As a general rule I think mikescookin is absolutely correct that buying sets can result in buying pieces you won't use that much and therefore it is often better to buy open stock items. That said, I have a set of All Clad Stainless and I use all the pieces all the time. I won the set in a raffle otherwise I probably wouldn't have any it's so expensive. The trouble is I'm not sure All Clad is available to buy by the piece. Perhaps someone else can offer advice on that.

mikescookin is also correct when he says that other pieces are probably good to have as well as the All Clad - like the cast iron, Le Creuset Durch oven, non stick pan, etc. 

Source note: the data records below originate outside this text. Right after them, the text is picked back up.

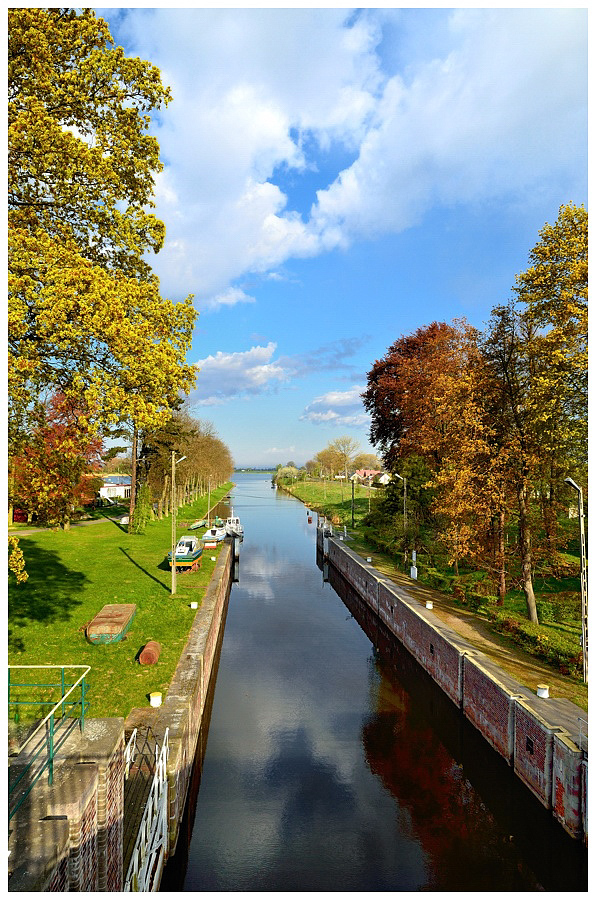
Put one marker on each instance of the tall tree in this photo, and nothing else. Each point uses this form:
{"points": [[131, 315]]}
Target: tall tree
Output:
{"points": [[49, 472], [85, 313]]}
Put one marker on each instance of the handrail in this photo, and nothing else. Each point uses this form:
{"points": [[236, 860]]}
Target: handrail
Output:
{"points": [[56, 705], [51, 730]]}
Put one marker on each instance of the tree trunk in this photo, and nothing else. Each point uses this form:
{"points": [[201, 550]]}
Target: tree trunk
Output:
{"points": [[526, 550], [133, 481], [501, 558]]}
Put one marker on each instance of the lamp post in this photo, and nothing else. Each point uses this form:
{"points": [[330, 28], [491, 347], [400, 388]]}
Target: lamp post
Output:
{"points": [[174, 511], [583, 579], [405, 481]]}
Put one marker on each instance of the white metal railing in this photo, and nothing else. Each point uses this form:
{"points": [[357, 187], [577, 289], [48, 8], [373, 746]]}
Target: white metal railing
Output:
{"points": [[146, 863], [129, 752]]}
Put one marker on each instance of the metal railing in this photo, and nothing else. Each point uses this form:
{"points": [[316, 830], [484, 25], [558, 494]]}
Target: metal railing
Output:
{"points": [[48, 735], [149, 852]]}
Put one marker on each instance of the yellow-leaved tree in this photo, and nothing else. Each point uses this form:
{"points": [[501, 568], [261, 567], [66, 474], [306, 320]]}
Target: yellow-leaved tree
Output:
{"points": [[85, 312]]}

The point is, All Clad is wonderfull stuff if you can afford it and I love mine to death but it isn't all things to all people.

Jock


----------



## marion (Aug 8, 2006)

Thank you for your thorough replies. 

We in fact plan to buy a piece at the time. In watching ebay and some of the larger retailers, it's possible to get pretty good deals on some pieces of the LTD. But pieces such as some of the sauce pans and saute' pans bring premium most all the time.

In conjunction with your advice, we will continue to look & learn.

Thanks again,
Marion


----------



## mikescookin (Jan 15, 2005)

One last thought. A pro chef once told me, when I was asking about what to add to my Calphalon and Henckels, that I shouldn't be married to one brand. No one has the best of everything. All-Clad is excellent, but there may be a place for a French copper sauce pan or a carbon steel omelet pan or wok, or a Calphalon ---, etc.. 
THe same is true of cutlery. German cutlery has been the standard of excellence for years. But, in recent years the Japanese, who have always made some of the finest steel and cutlery, have been discovered by the pros and the general public. If you are looking at fine cutlery as well as cookware, look at Kershaw Shun, Global, Hattori, etc. Henckels has even recently introduced a line of high-end cutlery made of Japanese steel. 
Before I forget, there is a company that acts as a factory outlet for All-Clad seconds at about 33% or more off. I read about this on another forum and people sadi the minor cosmetic defects were barely noticable. Check it out.
http://www.cookwarenmore.com/
Also, Marshall's and affiliates, TJ Max and Homegoods, regularly have All-Clad and other top brand single pieces at good discounts.
Have fun shopping and enjoy your new kitchen and cookware.
Have a great weekend.

Mike G.


----------



## marion (Aug 8, 2006)

Thanks Mike, all you've offered is very good advice. I take heed.


Best regards,
Marion


----------